Over 140 years ago, at the age of 27, American watchmaker and engineer Florentine Ariosto Jones started the International Watch Company. Although living in America for most of his life, his work took him to Switzerland, where he hoped to combine the craftsmanship of Swiss watches, with the technologies he’d learnt as an engineer in America.
Initially, when he started the company, Aristo Jones was met with scepticism. Here he was, an American with dreams of starting a major, modern watch company, whilst most other watchmakers of the time worked from small workshops, with well-practiced traditions and an adherence to traditional rules.
One of the main reasons that the pioneering engineer was able to make a success of this endeavour was because of his ability to combine this proud tradition and heritage of Schaffhausen with his pioneering and futuristic spirit. From its humble beginnings in the year 1868, by 1875 IWC was building a new headquarters on the banks of the river Rhine.
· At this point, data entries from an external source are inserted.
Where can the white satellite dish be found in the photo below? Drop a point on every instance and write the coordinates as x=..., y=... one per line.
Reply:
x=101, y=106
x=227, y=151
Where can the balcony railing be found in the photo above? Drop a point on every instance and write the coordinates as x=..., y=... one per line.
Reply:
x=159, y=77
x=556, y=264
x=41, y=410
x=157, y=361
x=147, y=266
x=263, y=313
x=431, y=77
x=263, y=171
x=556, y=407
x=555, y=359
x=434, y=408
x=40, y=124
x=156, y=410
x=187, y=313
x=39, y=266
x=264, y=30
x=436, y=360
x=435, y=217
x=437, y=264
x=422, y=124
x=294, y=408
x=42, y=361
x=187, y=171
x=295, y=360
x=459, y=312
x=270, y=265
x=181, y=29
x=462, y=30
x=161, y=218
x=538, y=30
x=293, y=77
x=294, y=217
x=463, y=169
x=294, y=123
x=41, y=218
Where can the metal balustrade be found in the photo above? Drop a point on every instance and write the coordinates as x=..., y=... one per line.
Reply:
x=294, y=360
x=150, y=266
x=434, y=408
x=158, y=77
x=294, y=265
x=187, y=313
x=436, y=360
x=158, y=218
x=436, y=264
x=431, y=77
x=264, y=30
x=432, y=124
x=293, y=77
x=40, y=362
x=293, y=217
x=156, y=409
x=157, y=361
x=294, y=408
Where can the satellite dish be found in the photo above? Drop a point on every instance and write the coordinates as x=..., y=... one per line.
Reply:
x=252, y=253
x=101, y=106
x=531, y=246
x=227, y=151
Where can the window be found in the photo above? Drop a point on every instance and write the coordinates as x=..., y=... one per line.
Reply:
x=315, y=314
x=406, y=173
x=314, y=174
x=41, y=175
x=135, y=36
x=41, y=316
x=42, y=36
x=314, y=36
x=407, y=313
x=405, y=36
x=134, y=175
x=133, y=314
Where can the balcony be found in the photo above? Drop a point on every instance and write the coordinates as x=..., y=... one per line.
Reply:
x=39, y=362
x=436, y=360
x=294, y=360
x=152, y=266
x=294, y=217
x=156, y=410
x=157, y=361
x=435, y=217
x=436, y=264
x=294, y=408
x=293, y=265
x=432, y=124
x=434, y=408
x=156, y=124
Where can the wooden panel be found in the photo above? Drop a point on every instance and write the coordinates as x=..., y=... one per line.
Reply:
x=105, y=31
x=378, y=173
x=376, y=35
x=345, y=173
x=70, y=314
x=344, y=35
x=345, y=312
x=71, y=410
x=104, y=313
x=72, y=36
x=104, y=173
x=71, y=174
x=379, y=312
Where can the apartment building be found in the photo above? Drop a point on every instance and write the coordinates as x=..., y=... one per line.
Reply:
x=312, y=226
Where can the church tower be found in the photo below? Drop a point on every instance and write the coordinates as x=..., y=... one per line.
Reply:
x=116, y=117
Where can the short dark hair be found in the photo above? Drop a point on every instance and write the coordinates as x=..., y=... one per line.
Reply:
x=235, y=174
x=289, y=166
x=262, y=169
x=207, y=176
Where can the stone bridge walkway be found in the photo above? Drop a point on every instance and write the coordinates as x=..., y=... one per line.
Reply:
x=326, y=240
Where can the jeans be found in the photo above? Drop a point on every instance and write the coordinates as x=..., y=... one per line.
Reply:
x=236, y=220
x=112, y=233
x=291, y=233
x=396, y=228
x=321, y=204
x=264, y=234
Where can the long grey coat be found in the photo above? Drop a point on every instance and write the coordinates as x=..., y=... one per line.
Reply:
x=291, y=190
The company employed 196 people by this point, and had already developed a reputation for quality and technically excellent watches.
Through the years, IWC changed hands a number of times, whilst retaining its core values and prestige. The company created the first watches with a digital hour and minutes display in 1885, and created their famed Magique pocket watch for the first time in 1887. The first “Special Pilot’s watch” – one of the brand’s most famous styles to this day – was released in 1936. This watch had a rotating bezel, and could be used to register take off times. Due to high demand, International Watch Company developed the Big Pilots Watch which had a central seconds hand in 1940. The industry-changing Portuguese was born just 3 years later, known for their large size and high precision.
The markings W.W.W. (watch, wrist, waterproof) started to appear on the back of cases in 1944, and Albert Pellaton Joined as Director of the International Watch Company in this year. Six Years later, Pellaton designed his first model, the 89 calibre movement, which came with a central seconds hand and the characteristic accuracy which IWC have become renowned for through the decades.
In 1955, Hans Ernst Homberger became International Watch Company’s last private owner, and the Ingenieur with an automatic winding mechanism was launched. Water resistant watches for divers also started to become successful at this point, notably the Aquatimer, which set a new standard for professional underwater watches.
The year 1978 saw a new owner - VDO Adolf Schindling - take the helm. An instrument manufacturer from Germany, the company created the world’s first titanium-cased chronograph in a titanium case just 2 years later. In 1986, zirconium oxide, a scratch-resistant modern ceramic was used as a new case material, once again proving the brand’s dedication to modernity and quality.
Through the late 20th century, and to this day, the International Watch Company continue to design and launch many different designs of timepiece, suited to both the men’s and women’s markets. The year 2000 saw International Watch Company’s new owners, Richemont take over.
As the years go by, the company continues to launch new models, driven by a passion for technical excellence which has been retained for over 140 years. In 2016, IWC launched a new Portugeiser line, and 2016 saw a new Pilot’s line introduced. There’s certainly a lot more to look forward to from this fascinating company.